Vegan Summer Pizza


  • 1 pound (16 ounces) homemade or store-bought pizza dough
  • 1 1/2 cups fresh corn kernels (cut from 2 medium ears of corn), divided
  • 2 medium cloves garlic, minced
  • 2 tablespoons olive oil + more for brushing pan and crust
  • 1/4 cup full-fat coconut milk
  • 1/8 teaspoon kosher salt
  • 1/8 teaspoon freshly ground black pepper
  • 1 small white onion, sliced and rings separated
  • 1/2 pint cherry tomatoes or 2 medium ripe tomatoes, sliced thin
  • 1/2 cup fresh basil, torn or cut chiffonade-style


  1. Preheat the oven to 450 degrees Fahrenheit. Brush a large cookie sheet lightly with olive oil or prepare a pizza stone. Roll or pull the dough into an approximately 14-inch diameter circle. Brush entire crust with olive oil.
  2. Place 1 cup corn, 2 tablespoons olive oil, garlic, coconut milk, 1/8 teaspoon salt, and pepper in the pitcher of a blender or in a food processor fitted with the S-blade. Blend until nearly smooth but with a bit of remaining texture from the corn.

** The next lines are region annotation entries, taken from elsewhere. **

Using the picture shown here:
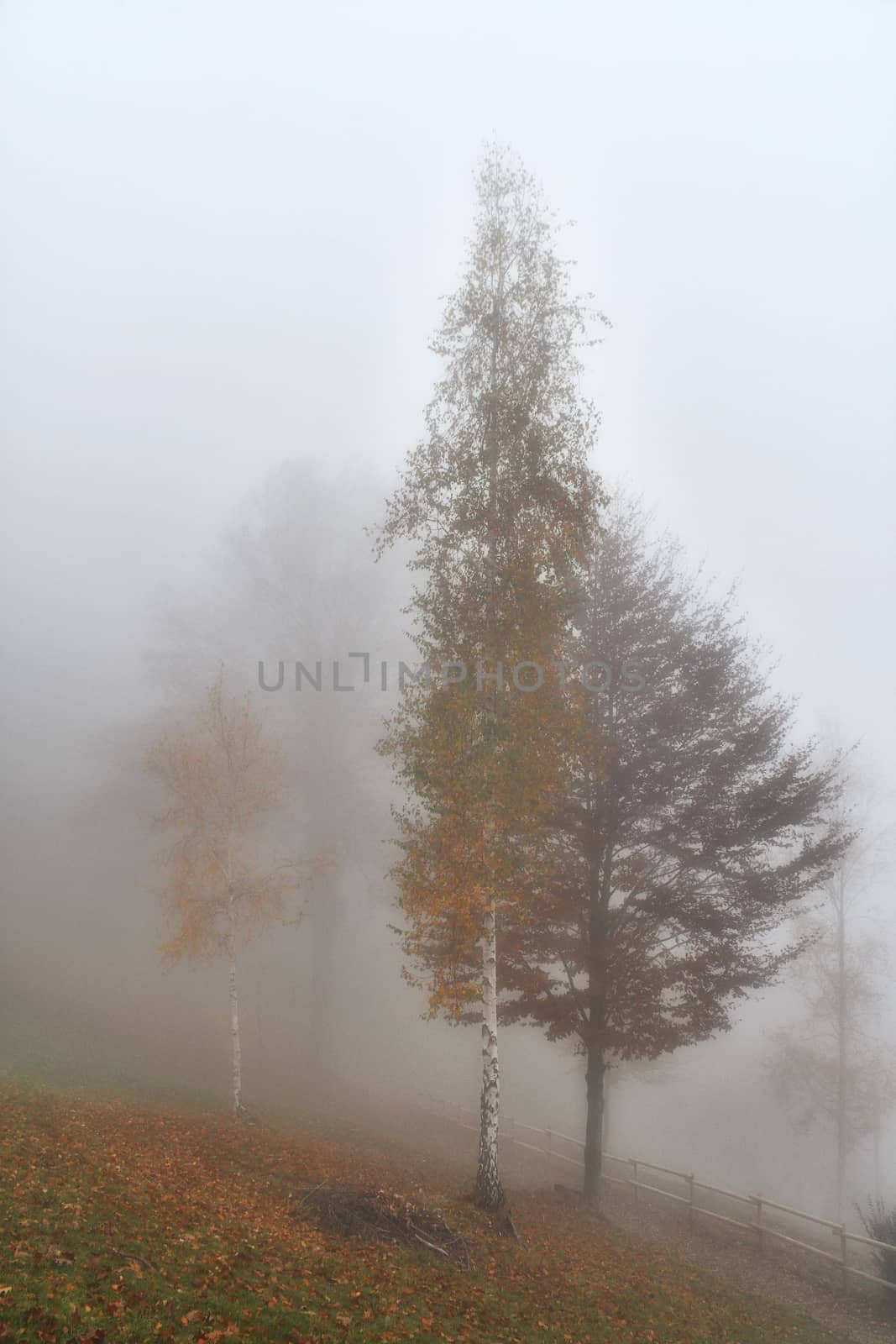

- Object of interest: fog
[0,0,896,1211]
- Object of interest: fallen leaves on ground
[0,1087,854,1344]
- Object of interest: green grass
[0,1082,844,1344]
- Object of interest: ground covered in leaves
[0,1084,845,1344]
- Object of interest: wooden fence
[421,1093,896,1292]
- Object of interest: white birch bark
[227,910,244,1116]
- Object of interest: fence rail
[421,1093,896,1292]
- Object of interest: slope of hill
[0,1084,846,1344]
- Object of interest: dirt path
[322,1100,896,1344]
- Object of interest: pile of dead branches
[294,1185,473,1268]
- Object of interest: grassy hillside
[0,1084,842,1344]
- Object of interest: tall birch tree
[146,677,296,1116]
[380,148,599,1210]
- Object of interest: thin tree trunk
[227,916,244,1116]
[473,257,505,1212]
[582,1050,607,1208]
[474,900,504,1212]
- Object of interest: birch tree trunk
[582,1050,605,1208]
[474,899,504,1212]
[836,864,847,1221]
[227,912,244,1116]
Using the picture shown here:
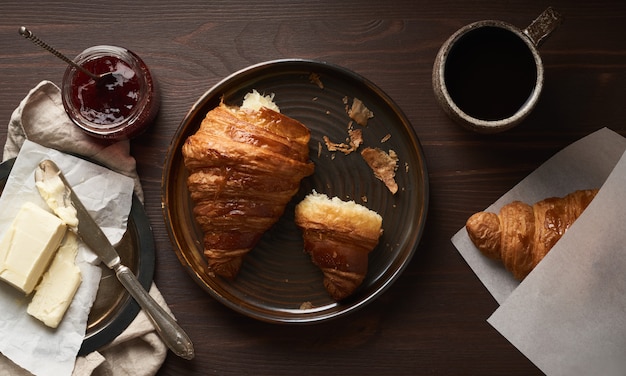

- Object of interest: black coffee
[444,26,537,120]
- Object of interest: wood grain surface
[0,0,626,376]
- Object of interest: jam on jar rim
[62,46,159,139]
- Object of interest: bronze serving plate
[162,59,428,323]
[0,159,155,355]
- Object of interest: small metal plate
[0,159,155,355]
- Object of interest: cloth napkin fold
[0,81,171,376]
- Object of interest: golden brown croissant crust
[465,189,598,280]
[182,103,314,278]
[295,193,382,300]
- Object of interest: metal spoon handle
[19,26,100,80]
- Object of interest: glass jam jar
[61,46,160,141]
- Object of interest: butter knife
[35,159,194,360]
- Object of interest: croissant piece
[295,192,383,300]
[465,189,598,280]
[182,97,314,279]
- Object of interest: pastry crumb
[361,147,398,194]
[348,98,374,127]
[309,73,324,89]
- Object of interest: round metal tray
[162,60,428,323]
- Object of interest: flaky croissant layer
[182,103,314,278]
[465,189,598,280]
[295,192,383,300]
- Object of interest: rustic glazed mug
[432,8,561,133]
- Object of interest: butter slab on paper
[487,150,626,376]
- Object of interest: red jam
[62,46,159,140]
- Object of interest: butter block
[0,202,66,294]
[35,175,78,227]
[26,231,82,328]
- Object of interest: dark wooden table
[0,0,626,376]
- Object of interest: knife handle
[115,264,194,360]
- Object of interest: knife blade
[35,159,194,360]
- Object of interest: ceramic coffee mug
[433,8,561,133]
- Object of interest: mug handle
[523,7,562,47]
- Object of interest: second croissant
[465,189,598,280]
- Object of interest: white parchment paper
[452,128,626,376]
[0,141,134,376]
[488,145,626,376]
[452,128,626,304]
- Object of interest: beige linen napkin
[0,81,171,376]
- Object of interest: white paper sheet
[452,128,626,376]
[488,145,626,376]
[0,141,134,375]
[452,128,626,304]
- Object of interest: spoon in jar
[19,26,115,84]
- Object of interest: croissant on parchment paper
[465,189,598,280]
[182,91,314,279]
[295,192,383,300]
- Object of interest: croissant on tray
[182,91,314,279]
[295,192,383,300]
[465,189,598,280]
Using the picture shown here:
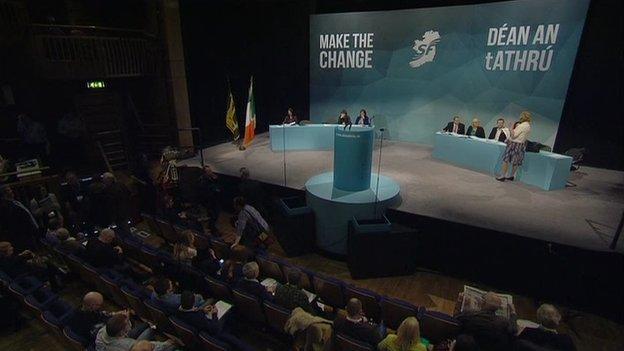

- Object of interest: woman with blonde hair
[173,230,197,265]
[377,317,429,351]
[496,111,531,182]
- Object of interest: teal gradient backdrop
[310,0,589,146]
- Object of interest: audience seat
[312,275,345,308]
[344,285,381,323]
[333,333,375,351]
[264,301,290,335]
[379,297,419,330]
[418,311,459,345]
[232,289,266,323]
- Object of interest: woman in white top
[496,111,531,182]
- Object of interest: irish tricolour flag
[243,77,256,147]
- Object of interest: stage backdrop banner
[310,0,589,146]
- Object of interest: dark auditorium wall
[180,0,624,170]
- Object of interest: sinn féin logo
[410,30,440,68]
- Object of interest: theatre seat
[379,297,419,330]
[334,333,375,351]
[312,275,345,308]
[232,289,266,324]
[418,311,459,344]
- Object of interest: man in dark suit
[0,185,39,250]
[236,262,273,301]
[519,304,576,351]
[175,291,221,335]
[334,298,384,346]
[442,116,466,134]
[488,118,511,143]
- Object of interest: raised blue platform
[305,172,400,255]
[432,132,572,190]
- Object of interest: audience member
[85,228,123,268]
[175,291,221,335]
[95,313,176,351]
[236,262,273,300]
[519,304,576,351]
[173,230,197,265]
[232,197,269,247]
[456,292,517,351]
[275,269,315,314]
[377,317,427,351]
[0,185,40,250]
[334,298,384,346]
[150,278,205,313]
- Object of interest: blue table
[432,132,572,190]
[269,124,369,151]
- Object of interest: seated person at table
[377,317,427,351]
[150,278,204,313]
[236,262,273,301]
[466,118,485,138]
[488,118,510,143]
[275,269,315,314]
[442,116,466,134]
[334,298,383,345]
[355,109,370,126]
[175,291,221,335]
[282,107,299,124]
[519,304,576,351]
[338,110,351,126]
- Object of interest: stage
[181,133,624,252]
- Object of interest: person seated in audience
[0,185,40,250]
[449,334,479,351]
[236,262,273,301]
[175,291,221,335]
[334,298,385,346]
[275,269,315,314]
[442,116,466,134]
[455,292,517,351]
[519,304,576,351]
[67,291,147,344]
[232,196,270,248]
[150,278,205,313]
[85,228,123,268]
[377,317,433,351]
[95,313,177,351]
[173,230,197,265]
[466,118,485,138]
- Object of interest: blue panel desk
[432,132,572,190]
[269,124,369,151]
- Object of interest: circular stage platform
[305,172,400,255]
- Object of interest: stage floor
[183,133,624,252]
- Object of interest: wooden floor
[0,215,624,351]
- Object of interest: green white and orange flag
[225,84,240,141]
[243,77,256,147]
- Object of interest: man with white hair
[519,304,576,351]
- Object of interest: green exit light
[87,80,106,89]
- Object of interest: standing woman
[496,111,531,182]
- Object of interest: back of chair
[312,275,345,308]
[256,255,286,283]
[169,316,197,349]
[419,311,459,344]
[334,333,375,351]
[204,276,232,301]
[379,297,418,330]
[156,219,180,243]
[232,289,266,323]
[198,332,230,351]
[143,300,175,334]
[263,301,290,334]
[345,286,381,323]
[121,287,152,322]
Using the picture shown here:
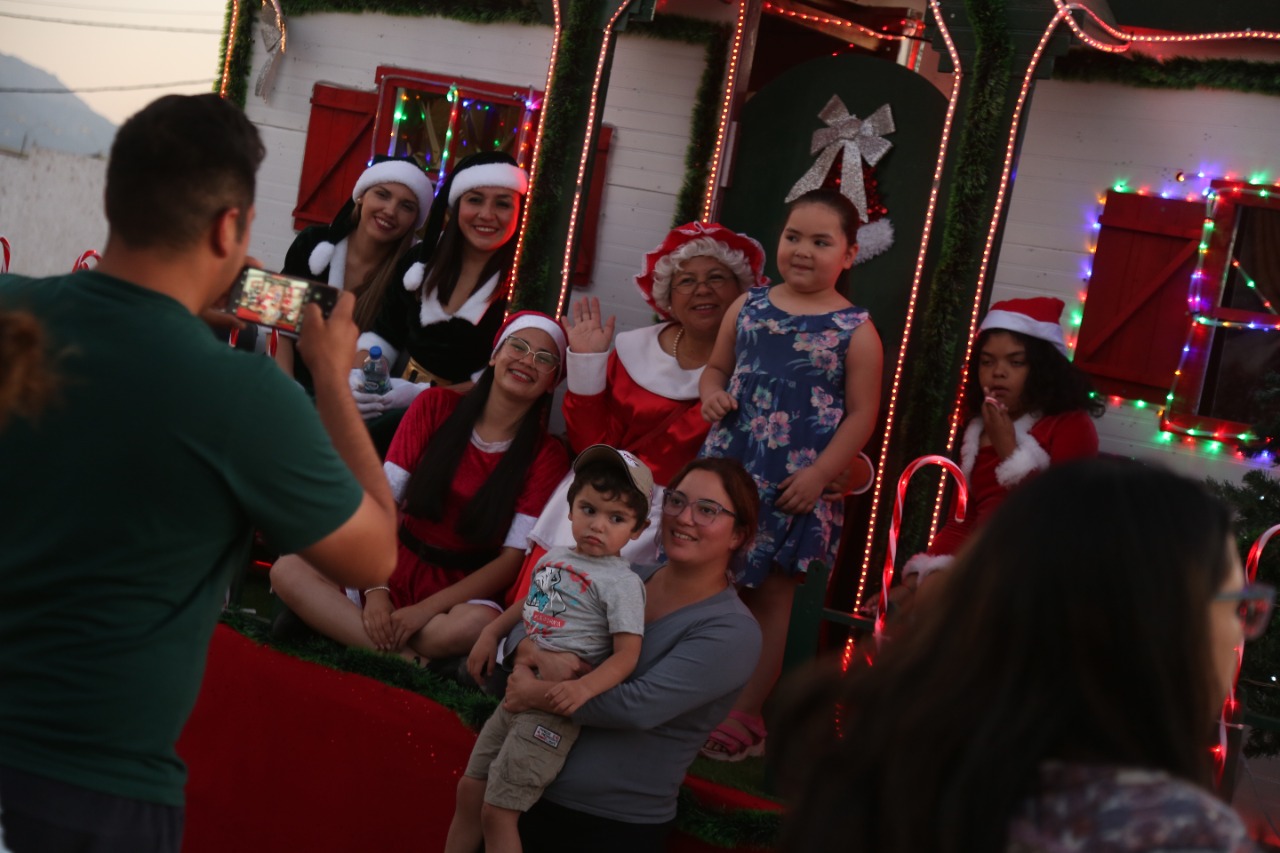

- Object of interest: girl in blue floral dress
[699,190,883,761]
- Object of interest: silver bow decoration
[787,95,895,222]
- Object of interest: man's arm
[298,293,396,588]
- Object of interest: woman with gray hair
[525,222,768,569]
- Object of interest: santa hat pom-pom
[856,216,893,264]
[404,261,426,291]
[307,242,334,275]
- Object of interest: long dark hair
[404,365,552,547]
[769,459,1231,853]
[964,329,1107,418]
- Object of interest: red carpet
[178,625,475,853]
[178,625,776,853]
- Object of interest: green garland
[890,0,1014,565]
[221,610,781,848]
[1053,47,1280,95]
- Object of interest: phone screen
[227,266,339,332]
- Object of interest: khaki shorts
[462,706,581,812]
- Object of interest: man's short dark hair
[106,93,266,250]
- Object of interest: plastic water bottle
[362,347,392,394]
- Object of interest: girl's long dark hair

  3. Pour sauce on pizza dough and spread in an even layer, leaving a 1/2-inch border. Layer on the onions, then the tomatoes, and then sprinkle on the remaining corn. Bake until the crust is golden brown and the toppings are bubbly, 8-12 minutes. Remove from oven and top with basil and a couple of pinches of kosher salt, if desired. Slice and serve.